A retail traffic counter can help business owners create affordable yet effective advertising through different advertising channels. A traffic counter system will help them choose marketing that best fits their needs in order to reach their marketing goals. This media mix may include event marketing, social media marketing, cause marketing and in-store discounts.
To ensure that the retail business has a feasible budget and that it is making good use of the funds they have allocated for advertising, they can use their retail traffic counting system to analyze the outcome of their advertising spending through the following methods:
* Ecommerce Comparison
Those with brick and mortar business with ecommerce options can compare their in-store traffic with their website traffic while running different promotions on each and see which channel made created the most sales. They can then assess the collected data and find out how they are related and determine how successful the advertising campaigns were.
* Performance Period
Retailers can easily determine the efficiency of their marketing campaigns by monitoring the traffic during the day/week of the campaign and evaluate the increase or decrease of shoppers in their store.
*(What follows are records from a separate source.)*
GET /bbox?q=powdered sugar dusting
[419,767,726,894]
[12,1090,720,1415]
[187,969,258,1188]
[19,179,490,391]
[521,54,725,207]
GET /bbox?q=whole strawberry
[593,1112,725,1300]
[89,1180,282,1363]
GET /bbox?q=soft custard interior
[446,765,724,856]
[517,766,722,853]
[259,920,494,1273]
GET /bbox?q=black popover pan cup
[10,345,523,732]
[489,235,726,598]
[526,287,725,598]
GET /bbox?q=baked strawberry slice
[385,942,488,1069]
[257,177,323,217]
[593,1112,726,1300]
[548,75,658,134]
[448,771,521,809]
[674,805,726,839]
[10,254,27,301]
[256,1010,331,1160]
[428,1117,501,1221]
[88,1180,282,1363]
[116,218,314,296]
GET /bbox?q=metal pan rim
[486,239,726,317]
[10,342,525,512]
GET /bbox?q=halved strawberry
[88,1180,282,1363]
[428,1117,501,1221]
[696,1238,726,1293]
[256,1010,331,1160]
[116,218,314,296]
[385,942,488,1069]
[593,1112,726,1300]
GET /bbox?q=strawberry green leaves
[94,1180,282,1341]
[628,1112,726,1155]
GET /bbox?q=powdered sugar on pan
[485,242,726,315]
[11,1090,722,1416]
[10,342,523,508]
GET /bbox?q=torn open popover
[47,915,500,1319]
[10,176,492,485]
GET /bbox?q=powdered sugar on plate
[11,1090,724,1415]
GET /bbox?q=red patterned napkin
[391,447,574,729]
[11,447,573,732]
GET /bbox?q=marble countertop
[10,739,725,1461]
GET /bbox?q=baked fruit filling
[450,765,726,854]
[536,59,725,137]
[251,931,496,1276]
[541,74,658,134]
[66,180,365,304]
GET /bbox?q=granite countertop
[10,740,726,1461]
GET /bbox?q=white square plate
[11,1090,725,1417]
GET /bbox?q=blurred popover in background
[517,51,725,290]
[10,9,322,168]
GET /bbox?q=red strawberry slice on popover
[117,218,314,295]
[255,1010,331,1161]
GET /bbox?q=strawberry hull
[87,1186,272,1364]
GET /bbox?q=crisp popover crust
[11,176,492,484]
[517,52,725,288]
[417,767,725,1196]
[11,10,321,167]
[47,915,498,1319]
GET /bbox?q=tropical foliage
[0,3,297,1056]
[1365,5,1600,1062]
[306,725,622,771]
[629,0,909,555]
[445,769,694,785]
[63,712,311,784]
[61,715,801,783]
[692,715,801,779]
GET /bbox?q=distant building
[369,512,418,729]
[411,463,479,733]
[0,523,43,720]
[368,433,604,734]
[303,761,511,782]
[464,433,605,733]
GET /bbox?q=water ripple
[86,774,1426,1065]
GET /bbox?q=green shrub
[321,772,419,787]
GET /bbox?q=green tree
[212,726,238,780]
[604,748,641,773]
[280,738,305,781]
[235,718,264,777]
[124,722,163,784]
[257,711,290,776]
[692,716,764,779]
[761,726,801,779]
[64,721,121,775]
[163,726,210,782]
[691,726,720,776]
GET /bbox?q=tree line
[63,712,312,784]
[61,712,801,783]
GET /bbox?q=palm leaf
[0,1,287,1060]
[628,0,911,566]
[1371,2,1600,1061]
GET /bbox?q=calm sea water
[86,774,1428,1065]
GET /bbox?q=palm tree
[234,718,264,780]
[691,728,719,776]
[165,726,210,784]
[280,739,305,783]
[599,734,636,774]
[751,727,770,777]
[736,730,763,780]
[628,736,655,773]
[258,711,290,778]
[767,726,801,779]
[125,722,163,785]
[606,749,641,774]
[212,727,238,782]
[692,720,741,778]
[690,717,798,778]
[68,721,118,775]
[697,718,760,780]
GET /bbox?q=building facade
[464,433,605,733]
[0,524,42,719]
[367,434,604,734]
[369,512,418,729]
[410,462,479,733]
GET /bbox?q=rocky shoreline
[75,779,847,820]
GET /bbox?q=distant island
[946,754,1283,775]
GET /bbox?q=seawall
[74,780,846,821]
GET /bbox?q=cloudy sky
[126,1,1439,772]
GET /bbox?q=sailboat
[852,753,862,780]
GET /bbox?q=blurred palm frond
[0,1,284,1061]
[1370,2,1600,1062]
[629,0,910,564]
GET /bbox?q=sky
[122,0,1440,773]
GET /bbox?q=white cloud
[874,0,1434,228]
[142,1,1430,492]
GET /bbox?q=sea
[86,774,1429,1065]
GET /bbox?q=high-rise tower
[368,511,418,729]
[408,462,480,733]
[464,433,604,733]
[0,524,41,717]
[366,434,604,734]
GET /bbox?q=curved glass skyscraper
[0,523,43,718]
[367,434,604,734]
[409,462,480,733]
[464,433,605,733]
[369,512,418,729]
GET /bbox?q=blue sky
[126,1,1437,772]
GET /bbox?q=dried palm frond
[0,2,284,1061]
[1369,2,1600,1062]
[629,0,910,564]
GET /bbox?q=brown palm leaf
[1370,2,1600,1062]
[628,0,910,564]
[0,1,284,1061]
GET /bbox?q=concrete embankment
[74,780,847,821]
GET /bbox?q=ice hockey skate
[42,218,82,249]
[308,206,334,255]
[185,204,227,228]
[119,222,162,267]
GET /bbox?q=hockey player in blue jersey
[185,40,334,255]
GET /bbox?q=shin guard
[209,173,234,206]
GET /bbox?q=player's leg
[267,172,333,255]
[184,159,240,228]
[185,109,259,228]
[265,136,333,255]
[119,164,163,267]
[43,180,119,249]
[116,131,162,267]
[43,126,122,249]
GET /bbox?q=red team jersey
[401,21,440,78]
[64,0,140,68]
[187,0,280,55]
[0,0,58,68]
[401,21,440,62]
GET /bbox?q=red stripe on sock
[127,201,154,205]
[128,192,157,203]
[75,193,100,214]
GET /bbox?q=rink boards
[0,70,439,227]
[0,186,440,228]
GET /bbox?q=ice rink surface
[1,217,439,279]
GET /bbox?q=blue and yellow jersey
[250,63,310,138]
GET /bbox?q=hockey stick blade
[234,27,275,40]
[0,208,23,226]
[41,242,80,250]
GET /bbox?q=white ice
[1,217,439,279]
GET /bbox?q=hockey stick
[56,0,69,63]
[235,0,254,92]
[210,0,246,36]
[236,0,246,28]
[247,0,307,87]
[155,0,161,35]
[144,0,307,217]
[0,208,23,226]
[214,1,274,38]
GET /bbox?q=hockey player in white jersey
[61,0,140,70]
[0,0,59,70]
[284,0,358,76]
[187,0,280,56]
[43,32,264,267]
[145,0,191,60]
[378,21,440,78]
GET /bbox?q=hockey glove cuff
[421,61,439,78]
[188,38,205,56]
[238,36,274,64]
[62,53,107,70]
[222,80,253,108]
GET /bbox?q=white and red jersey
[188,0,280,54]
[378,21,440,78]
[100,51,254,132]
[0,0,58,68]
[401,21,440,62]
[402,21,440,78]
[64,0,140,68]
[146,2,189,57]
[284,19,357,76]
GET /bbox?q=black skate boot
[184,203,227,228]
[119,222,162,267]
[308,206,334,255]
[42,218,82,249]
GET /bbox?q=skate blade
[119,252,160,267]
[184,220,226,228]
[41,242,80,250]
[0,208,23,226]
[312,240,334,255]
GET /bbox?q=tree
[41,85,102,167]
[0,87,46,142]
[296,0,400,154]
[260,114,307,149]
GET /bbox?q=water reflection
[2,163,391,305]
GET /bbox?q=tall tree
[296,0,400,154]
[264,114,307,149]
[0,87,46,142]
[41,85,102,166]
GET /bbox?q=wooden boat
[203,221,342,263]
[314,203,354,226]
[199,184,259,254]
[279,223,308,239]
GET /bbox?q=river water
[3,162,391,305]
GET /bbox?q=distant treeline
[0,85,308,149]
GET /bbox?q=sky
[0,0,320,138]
By comparing the collected number on the day/week of the promotion to the store’s average traffic the owner can then determine whether or not they have matched their projected increase in sales and if the money spent offered a good return on investment.
* Effectiveness
To measure the effectiveness of the advertising or promotions, owners can review the data of the number of people who actually came to their location with a certain discount coupon in hand. When a retail traffic counter is tied directly into your point of sale system, you will accurately see which campaigns have functioned and which have not offered a good return on investment.